GVHD prophylaxis included cyclosporine A, methotrexate and mycophenolate mofetil.
Median follow-up was 26 months (range, 4-105).
Patients in the peripheral blood graft group experienced significantly faster time to neutrophil (11 days vs. 13 days; P = .001) and platelet (15 days vs. 25 days; P = .001) engraftment.
Graft failure occurred in 1% of patients in each arm.
More patients in the peripheral blood group experienced acute GVHD (15.3% vs. 1%; P = .001) and chronic GVHD (6.2% vs. 0%; P = .013). However, 2-year transplant-related mortality was lower in the peripheral blood arm (2% vs. 13.3%; P = .005). Two-year OS (98% vs. 85.7%; P = .003) and thalassemia-free survival (97% vs. 85.7%; P = .008) also favored the peripheral blood arm.
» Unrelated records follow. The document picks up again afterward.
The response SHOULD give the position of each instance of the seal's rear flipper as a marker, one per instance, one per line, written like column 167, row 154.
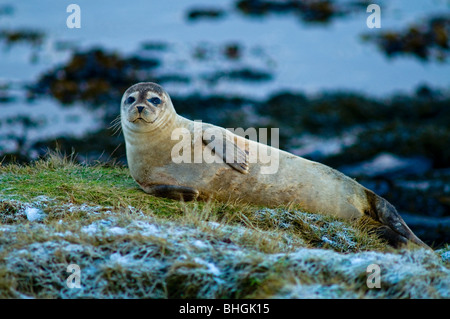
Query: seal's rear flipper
column 173, row 192
column 388, row 215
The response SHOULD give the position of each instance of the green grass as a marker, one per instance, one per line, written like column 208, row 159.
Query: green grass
column 133, row 245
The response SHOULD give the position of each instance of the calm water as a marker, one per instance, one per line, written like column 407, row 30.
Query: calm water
column 204, row 55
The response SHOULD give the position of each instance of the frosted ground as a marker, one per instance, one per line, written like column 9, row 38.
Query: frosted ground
column 131, row 254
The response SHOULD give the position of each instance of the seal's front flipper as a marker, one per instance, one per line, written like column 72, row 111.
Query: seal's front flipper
column 173, row 192
column 226, row 147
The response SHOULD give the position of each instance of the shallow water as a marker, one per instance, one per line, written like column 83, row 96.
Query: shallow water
column 228, row 55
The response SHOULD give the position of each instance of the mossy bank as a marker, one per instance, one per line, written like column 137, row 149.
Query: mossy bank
column 54, row 213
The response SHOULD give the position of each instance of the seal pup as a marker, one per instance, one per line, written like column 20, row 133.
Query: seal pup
column 148, row 120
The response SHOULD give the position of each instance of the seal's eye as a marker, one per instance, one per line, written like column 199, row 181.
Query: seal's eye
column 155, row 100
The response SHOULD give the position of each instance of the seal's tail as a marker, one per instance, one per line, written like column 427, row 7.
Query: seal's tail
column 388, row 215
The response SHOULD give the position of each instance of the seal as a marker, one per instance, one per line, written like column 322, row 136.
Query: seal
column 149, row 120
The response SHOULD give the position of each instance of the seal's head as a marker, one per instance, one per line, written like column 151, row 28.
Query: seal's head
column 145, row 106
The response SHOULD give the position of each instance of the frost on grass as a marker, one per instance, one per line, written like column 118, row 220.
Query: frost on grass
column 130, row 254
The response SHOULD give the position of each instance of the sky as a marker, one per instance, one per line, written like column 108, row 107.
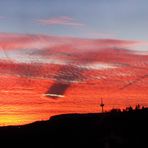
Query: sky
column 61, row 56
column 80, row 18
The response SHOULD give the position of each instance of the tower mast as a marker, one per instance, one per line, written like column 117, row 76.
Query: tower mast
column 102, row 105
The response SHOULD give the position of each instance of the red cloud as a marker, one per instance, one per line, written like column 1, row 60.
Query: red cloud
column 63, row 20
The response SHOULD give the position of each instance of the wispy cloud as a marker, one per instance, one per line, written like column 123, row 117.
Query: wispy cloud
column 62, row 20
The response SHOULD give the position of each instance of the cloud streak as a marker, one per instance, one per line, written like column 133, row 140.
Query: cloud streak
column 67, row 60
column 62, row 20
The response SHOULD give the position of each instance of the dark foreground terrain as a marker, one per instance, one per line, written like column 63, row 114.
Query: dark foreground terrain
column 96, row 130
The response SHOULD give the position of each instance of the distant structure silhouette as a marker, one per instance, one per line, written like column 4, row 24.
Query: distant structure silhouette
column 102, row 105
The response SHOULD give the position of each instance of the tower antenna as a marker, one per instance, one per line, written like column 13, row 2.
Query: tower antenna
column 102, row 105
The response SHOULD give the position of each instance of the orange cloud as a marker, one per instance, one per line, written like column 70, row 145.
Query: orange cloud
column 62, row 20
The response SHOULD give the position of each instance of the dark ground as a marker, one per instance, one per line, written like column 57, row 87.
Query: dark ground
column 95, row 130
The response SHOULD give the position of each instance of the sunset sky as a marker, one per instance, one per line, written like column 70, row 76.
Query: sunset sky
column 62, row 56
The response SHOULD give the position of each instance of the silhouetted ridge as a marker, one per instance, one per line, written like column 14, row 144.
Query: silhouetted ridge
column 115, row 129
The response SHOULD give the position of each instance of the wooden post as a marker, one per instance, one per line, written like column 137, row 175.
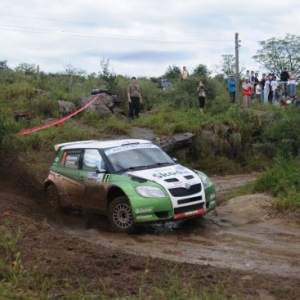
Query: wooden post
column 237, row 68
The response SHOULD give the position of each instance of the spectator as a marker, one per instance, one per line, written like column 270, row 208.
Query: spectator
column 292, row 83
column 231, row 86
column 246, row 92
column 184, row 74
column 262, row 84
column 278, row 95
column 273, row 87
column 201, row 95
column 134, row 98
column 284, row 77
column 267, row 89
column 258, row 92
column 164, row 83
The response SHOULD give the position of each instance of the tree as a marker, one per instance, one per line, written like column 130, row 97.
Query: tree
column 228, row 65
column 173, row 72
column 107, row 74
column 201, row 70
column 279, row 53
column 25, row 68
column 3, row 65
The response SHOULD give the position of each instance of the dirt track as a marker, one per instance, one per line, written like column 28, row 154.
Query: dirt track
column 244, row 244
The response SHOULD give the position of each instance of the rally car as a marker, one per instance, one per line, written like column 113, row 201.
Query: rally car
column 131, row 181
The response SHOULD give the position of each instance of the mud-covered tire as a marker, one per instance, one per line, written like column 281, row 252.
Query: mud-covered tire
column 52, row 197
column 120, row 215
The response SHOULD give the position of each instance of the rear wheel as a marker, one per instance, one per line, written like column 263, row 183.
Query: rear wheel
column 52, row 197
column 120, row 215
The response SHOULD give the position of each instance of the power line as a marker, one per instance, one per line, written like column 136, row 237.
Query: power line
column 109, row 36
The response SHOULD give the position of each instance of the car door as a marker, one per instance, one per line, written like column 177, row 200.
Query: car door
column 68, row 177
column 91, row 175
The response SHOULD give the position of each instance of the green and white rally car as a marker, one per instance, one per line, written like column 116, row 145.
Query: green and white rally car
column 131, row 181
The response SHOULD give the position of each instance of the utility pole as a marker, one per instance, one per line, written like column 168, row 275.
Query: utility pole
column 237, row 68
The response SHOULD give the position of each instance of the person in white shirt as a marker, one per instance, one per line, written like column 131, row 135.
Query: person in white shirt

“The excellent survival outcomes in our study may be related to the use of antithymocyte globulin, a higher cell dose infusion and the intensive conditioning regimen,” Li said. “This strategy could be of great benefit for the treatment of patients with thalassemia major and other hematologic diseases.” – by Alexandra Todak
Reference:
Li QC, et al. Abstract 847. Presented at: ASH Annual Meeting and Exposition; Dec. 3-6, 2016; San Diego.
Disclosure: The researchers report no relevant financial disclosures.